Fast forward a week and I was back home in Boulder, again prepping to race. On paper, I should have been slightly better positioned for an OK day. I ran and rode some long miles that week, but not the day directly before the race. And while I have no illusions of ever earning an age group title, much less an overall win in this Type-Triple-A town–I mean the second-place finisher in my division is a four-time Olympian–I hoped I would feel fast and strong by my own standards. Nothing could have been further from the truth.

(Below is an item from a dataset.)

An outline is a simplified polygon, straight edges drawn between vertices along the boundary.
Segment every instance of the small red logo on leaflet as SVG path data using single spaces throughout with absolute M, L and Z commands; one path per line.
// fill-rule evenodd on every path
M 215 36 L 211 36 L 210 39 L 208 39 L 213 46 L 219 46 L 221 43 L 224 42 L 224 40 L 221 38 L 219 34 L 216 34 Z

Maybe the feelings of glory left over from my Costa Rican crush were my own undoing; maybe, as I often imagine, I’m simply incapable of functioning well in dry air and high altitude (there are a number of reasons I love living in Boulder, but those two do not make my list); or maybe the accumulated fatigue from my first two weeks of increased training, along with the physical stress of travel were too much for me. Regardless, my race was nothing special. I didn’t fall apart exactly, I just felt flat and fatigued, and honestly a bit irritated–a good indicator that I needed to go home and take a nap. Of course, maybe my race failed because the night before the start I canceled my plans to share post-race pizza and beer with friends in favor of playing catch up on some work projects. Let’s be realistic, the mantra of: no pain, no late night spent working on a deadline is hardly inspirational.
Despite the surprises of my training and racing over the past two weeks, I’m thankful for every experience–the positive ones and the real pissers. I’m sure I’ll draw on those memories as I race the next events on my calendar: the swim and marathon as part of a relay team at Challenge Roth, the Ironman 70.3 Boulder and the full Challenge Penticton. I’ll remember the calls of “La campeona!” when I need a lift, and when I’m feeling good I’ll give myself an extra boost by remembering just how much better I feel than when I raced my local sprint. I’ll also have my mantras ready to go–I know that Penticton is a region particularly famous for its prized wines. No pain, no popping the cork, baby!